Acting White House Chief of Staff Mick Mulvaney appears to have revealed the real reason for Agriculture Department Secretary Sonny Perdue’s recent ultimatum to hundreds of government economists and researchers based in Washington, D.C. to move to Kansas City or lose their jobs on Sept. 30, TPM reported on Wednesday.
The USDA, in announcing the intent to relocate last year, said the goal was to move federal workers closer to “stakeholders,” and save on employment costs and rent, “which will allow more employees to be retained in the long run.”
But at a Republican fundraiser at home in South Carolina over the weekend, Mulvaney explained the move was an example of President Donald Trump’s promise to “drain the swamp.”
Mulvaney said “it’s nearly impossible to fire a federal worker,” but Perdue’s ultimatum to workers achieved the goal in a different way.
He boasted, to applause from the supportive audience, that it was “a wonderful way to streamline government, and do what we haven’t been able to do for a long time,” according to TPM.
An inspector general’s investigation was launched in November into the legality of the relocation, and reported Monday that Perdue may have improperly circumvented Congress.

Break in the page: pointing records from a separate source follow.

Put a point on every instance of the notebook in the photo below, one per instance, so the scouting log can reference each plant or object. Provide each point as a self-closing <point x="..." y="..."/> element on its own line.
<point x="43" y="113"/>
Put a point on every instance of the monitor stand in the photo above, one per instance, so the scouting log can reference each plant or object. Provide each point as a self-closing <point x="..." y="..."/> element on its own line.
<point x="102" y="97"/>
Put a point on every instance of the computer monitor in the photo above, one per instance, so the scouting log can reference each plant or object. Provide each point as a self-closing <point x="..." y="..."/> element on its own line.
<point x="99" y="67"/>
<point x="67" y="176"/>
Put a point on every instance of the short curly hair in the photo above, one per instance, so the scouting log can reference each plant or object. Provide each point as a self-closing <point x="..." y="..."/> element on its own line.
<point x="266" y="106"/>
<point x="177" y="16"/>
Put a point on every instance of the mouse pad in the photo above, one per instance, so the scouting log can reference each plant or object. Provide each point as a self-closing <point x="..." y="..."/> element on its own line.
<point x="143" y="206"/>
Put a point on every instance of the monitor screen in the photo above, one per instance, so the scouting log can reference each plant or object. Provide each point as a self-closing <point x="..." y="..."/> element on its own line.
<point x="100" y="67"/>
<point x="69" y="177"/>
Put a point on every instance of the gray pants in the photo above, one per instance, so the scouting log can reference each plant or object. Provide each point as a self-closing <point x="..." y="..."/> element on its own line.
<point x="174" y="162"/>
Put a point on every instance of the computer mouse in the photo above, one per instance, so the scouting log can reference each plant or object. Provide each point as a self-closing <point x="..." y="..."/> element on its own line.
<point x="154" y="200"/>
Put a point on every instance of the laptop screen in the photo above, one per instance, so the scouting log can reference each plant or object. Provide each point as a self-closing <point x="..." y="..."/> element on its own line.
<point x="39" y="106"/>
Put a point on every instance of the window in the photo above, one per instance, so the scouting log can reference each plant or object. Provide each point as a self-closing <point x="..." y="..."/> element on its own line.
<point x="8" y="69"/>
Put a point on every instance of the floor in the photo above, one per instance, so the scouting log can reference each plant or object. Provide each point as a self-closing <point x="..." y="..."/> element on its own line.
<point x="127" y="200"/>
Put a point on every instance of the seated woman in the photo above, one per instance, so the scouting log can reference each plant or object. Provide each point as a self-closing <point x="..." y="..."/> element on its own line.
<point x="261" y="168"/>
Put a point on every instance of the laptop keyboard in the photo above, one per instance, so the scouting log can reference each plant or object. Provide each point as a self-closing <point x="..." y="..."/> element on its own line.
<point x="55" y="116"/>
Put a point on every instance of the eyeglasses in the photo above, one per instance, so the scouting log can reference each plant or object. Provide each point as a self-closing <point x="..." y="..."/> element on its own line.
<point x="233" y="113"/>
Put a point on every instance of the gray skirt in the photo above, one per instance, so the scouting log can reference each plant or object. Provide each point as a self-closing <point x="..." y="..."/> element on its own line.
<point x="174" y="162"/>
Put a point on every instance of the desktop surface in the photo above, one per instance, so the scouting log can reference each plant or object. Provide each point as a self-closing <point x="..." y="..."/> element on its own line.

Following those findings Democratic Reps. Steny Hoyer and Eleanor Holmes Norton said “The Secretary must follow the will of Congress and refrain from moving forward with the relocation until Congress approves the use of funds for those purposes as directed by the fiscal year 2018 Consolidated Appropriations Act,” The Washington Post reported.
Neither the USDA nor the White House responded to TPM’s questions about Mulvaney’s comment.